That’s just the tip of the iceberg on things you’ll need to buy if you catch the DDO bug and start playing more often. I already mentioned that there are classes and races for sale, and of course, you will want quality of life enhancements like a shared bank and more character inventory slots to hold all of your loot. There are also various inventory items that will help consolidate ammunition, gems, and other collectibles for purchase.

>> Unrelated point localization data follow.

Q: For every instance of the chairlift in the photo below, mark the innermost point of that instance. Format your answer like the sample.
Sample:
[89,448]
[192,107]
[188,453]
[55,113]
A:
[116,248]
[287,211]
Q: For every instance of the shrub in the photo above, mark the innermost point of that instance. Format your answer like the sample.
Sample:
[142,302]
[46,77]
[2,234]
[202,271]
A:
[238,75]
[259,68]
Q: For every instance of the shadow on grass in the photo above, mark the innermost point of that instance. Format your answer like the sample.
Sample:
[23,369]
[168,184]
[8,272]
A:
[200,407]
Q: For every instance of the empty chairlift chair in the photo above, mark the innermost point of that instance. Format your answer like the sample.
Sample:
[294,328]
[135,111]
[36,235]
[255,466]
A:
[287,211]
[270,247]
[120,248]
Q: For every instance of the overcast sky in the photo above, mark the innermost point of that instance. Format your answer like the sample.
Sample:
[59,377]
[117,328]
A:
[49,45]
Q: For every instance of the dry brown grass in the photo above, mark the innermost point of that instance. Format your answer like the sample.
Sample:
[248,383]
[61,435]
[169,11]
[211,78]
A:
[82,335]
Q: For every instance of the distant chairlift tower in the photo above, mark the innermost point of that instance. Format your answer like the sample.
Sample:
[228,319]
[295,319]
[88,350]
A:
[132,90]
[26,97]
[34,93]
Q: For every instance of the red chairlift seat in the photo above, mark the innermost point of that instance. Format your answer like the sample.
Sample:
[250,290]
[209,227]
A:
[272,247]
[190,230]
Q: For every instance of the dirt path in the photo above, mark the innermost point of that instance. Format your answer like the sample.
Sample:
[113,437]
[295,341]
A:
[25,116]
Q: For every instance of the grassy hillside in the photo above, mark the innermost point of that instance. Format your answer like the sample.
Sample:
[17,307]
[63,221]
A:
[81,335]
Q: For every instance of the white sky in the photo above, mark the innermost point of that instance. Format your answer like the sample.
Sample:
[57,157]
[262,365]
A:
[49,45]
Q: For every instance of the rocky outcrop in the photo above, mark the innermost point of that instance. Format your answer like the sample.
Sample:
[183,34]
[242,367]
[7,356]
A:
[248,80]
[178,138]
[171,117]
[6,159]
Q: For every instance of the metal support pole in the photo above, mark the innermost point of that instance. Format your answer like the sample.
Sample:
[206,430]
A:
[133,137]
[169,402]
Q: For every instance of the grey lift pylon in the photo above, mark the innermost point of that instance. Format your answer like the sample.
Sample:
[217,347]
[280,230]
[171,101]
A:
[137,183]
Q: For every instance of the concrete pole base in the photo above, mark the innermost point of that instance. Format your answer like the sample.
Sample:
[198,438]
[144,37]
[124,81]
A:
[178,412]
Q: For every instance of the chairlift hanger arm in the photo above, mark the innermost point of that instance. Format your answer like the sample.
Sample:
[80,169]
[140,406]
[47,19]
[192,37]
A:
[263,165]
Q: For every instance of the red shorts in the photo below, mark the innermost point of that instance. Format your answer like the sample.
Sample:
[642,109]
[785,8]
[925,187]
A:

There’s no doubt that I approach MMOs in a more casual way than I did fifteen years ago. Back then, I would play DDO nightly, with sessions lasting well into the night. I would religiously attend raids and grind hour upon hour for gold and gear. Nowadays, I probably get to play as much in a week as I used to play in a day or two. The shorter, instanced quests that DDO is so well known (and sometimes hated) for fit nicely into my limited gaming schedule. It’s almost like I was playing it wrong all along.
I’m glad that I went back and gave DDO another try this month, and I hope that the rest of year two of the MMO Reroll is just as much fun. Yes, the graphics are dated, the combat can be laggy, and the free-to-play options are limited, but I still enjoy Dungeons & Dragons Online even with all of its faults. And I know that if Standing Stone Games somehow decided to give DDO an overhaul, I would be chomping at the bit to give a new DDO a try.